O futuro governador e sua mulher seguem uma rotina com poucas mudanças, mas bem-humorada. Todos os dias, acordam cedo. Depois do café, dona Renéa pega uma bolsa e anuncia que "já vai", como se estivesse saindo de casa. Mas apenas cruza a garagem e vai até uma pequena construção onde funciona o escritório de advocacia da família. Ele, já de terno, vai para a biblioteca, um outro anexo do sobrado formado com uma casa construída em 1920 e decorado com duas estantes, uma mesa, dois sofás brancos e caricaturas emolduradas. Lê os jornais e, em seguida, entra no carro oficial acompanhado do motorista e de um dos dois ajudantes de ordem responsáveis por sua segurança.

À noite, mesmo que tenha compromissos, Lembo dá um jeito de chegar em casa a tempo de jantar com a mulher. Nos fins de semana, costuma sair para almoçar com dona Renéa, o filho e as três netas . "Vida tranqüila, né?", resume dona Renéa.

Lembo também cultiva hábitos com explicações afetivas.

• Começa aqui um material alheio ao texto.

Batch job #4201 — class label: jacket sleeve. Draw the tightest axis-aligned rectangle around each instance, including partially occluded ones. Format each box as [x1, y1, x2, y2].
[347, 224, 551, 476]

Há décadas, leva para seus gabinetes uma cadeira de madeira de linhas retas, que seu pai usava para tocar violino. É dela que vai agora comandar o Estado. Outro costume: desde 1999, só usa gravatas pretas, como forma de lembrar a morte do filho, Cláudio Salvador, um engenheiro parecido com o pai e morto aos 37 anos em razão de insuficiência hepática - de acordo com Lembo provocada por remédios contra depressão mal administrados.

A trajetória política de Lembo acompanha a calmaria de sua vida pessoal. Começou em 1974, quando ele foi chamado pelo ex-prefeito Olavo Setúbal - o dono do Banco Itaú com quem já trabalhava desde 1959 - para assumir a Secretaria de Negócios Extraordinários. O vice-governador garante que nunca houve planejamento no que aconteceu depois. "O meu carisma político é o acaso", diz.

E recita os principais fatos de sua biografia política, inclusive as disputas onde já entrou perdendo. "Em 1974, ninguém queria ser o presidente da Arena. Eu aceitei. Foi um acaso. Em 1978, ninguém quis ser candidato ao Senado porque o concorrente, Franco Montoro, tinha um prestígio notável. Eu fui. Outro acaso. Depois o Jânio Quadros foi eleito e me levou para ser o secretário dos Negócios Jurídicos. Acaso! Aí fui candidato a vice de Aureliano Chaves, em uma campanha miserável. E o PFL me indicou para ser vice do Geraldo. Tem algum roteiro nisso?" No caso de Lembo, é possível falar em baita sorte mesmo. Há 32 anos, com alguns poucos intervalos, o acaso o manteve perto do poder.